The whole thing is grandstanding for the base.
But there are real people who now are afraid to get arrested when they go to a public toilet because some Karen called the cops.
By expressing her fears about letting men into “women-only” spaces. JKR got sorted in that “bigot” house. I think I understand where she is coming from, but she really shouldn’t have mentioned bathrooms. Even I know that is a goddamn dog whistle for bigots.
She really should acknowledge the tone-deafness on that and move on
You’re right. But to be honest I only knew about the bathroom thing from reading these boards. In the UK there isn’t really a religious right and there has been very little push-back on these trans rights bills until now. Still, if she’s done as much research as she claimed she should have realised that it was a bad thing to mention.
Also, please don’t use the Karen meme.
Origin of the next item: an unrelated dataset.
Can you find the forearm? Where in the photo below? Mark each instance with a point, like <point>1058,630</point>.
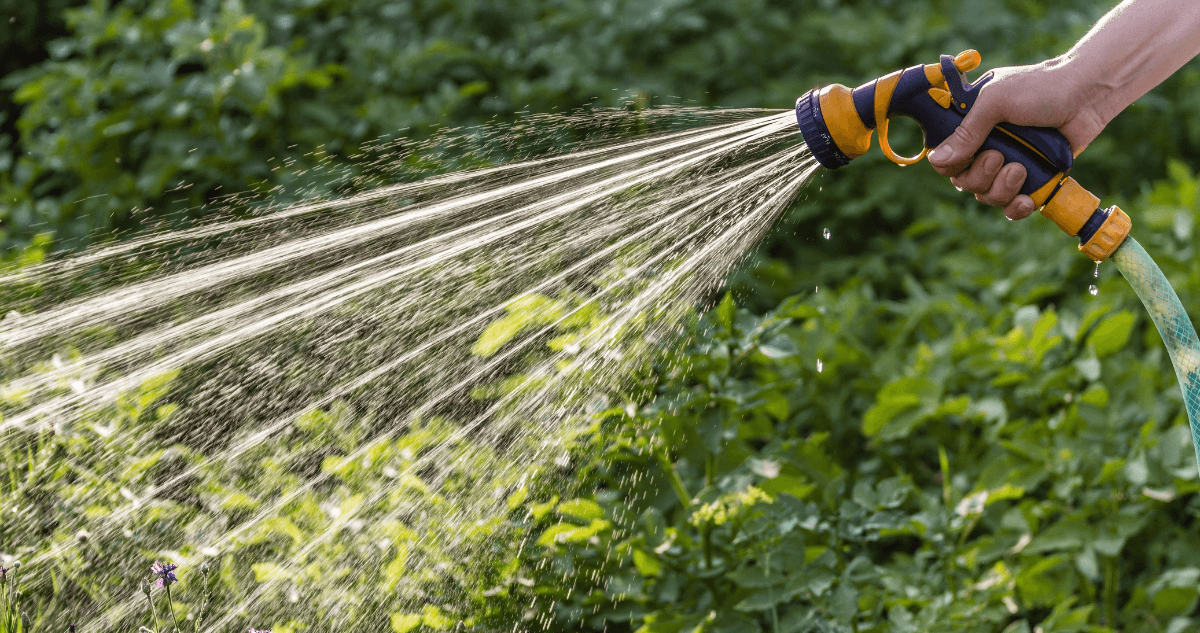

It’s become just another way of putting down women who stand up for themselves and telling us to sit down and shut up.
Trans activists are campaigning for fair and equal treatment, which doesn’t necessarily mean changing the law. It does mean opposing the nasty efforts to actively harm and discriminate against trans people.
Give me reasonably short replacement term (that a reasonable % of people understand) that describes a woman who would call the cops if they suspect someone who’s not strictly a girl is in the girls’ bathroom.
( Except “Moaning Myrtle” off course, that one is trademarked:) )
And having done that (and rereading her essay, that word ‘contagion’ you objected to is actually part of a quotation from someone else, Rowling didn’t choose it), will you agree that maybe she has a point? And that we should at least be allowed to have a debate about it, rather than seeing our political leaders sign a pledge saying there is no conflict and any members who disagree should be expelled from the party? Is that a healthy way to do politics, in your opinion?
I don’t object to everything she wrote. Some of what she wrote is fine with me. I specifically pointed out what I thought was worth criticizing (and quoting someone else, when signalling agreement, doesn’t excuse using such a term).
That will not happen until everybody distances themselves from the bathroom thing. That was always just a shtick bigots picked up to hit unsuspecting transwomen with.
If it was once, it sure isn’t now. It moved on to be a description of entitled suburbanites who have unreasonable expectations of service workers. Although everyone agreed that at least half the people who fit this stereotype are men, surprise, surprise, a female term became popularised.
I’ve seen several women say they were put off from complaining about objectively bad service or are afraid to stand for themselves for fear of being called a Karen.
They actually are campaigning to change the law here in the UK, though.
And some of the things they want go beyond fair and equal treatment. For example, how much gatekeeping there should be from the medical profession before prescribing hormones and approving surgery. It’s understandable that people who struggled to get treatment themselves doesn’t want others to suffer the same difficulties. But it’s also a fact that most people aren’t psychologists and aren’t competent to diagnose themselves and rule to out alternatives. We don’t hand out Ritalin to everyone who thinks they have ADHD, much less to children. Yet transgender support charities are pushing to lower the age for permanent medical interventions.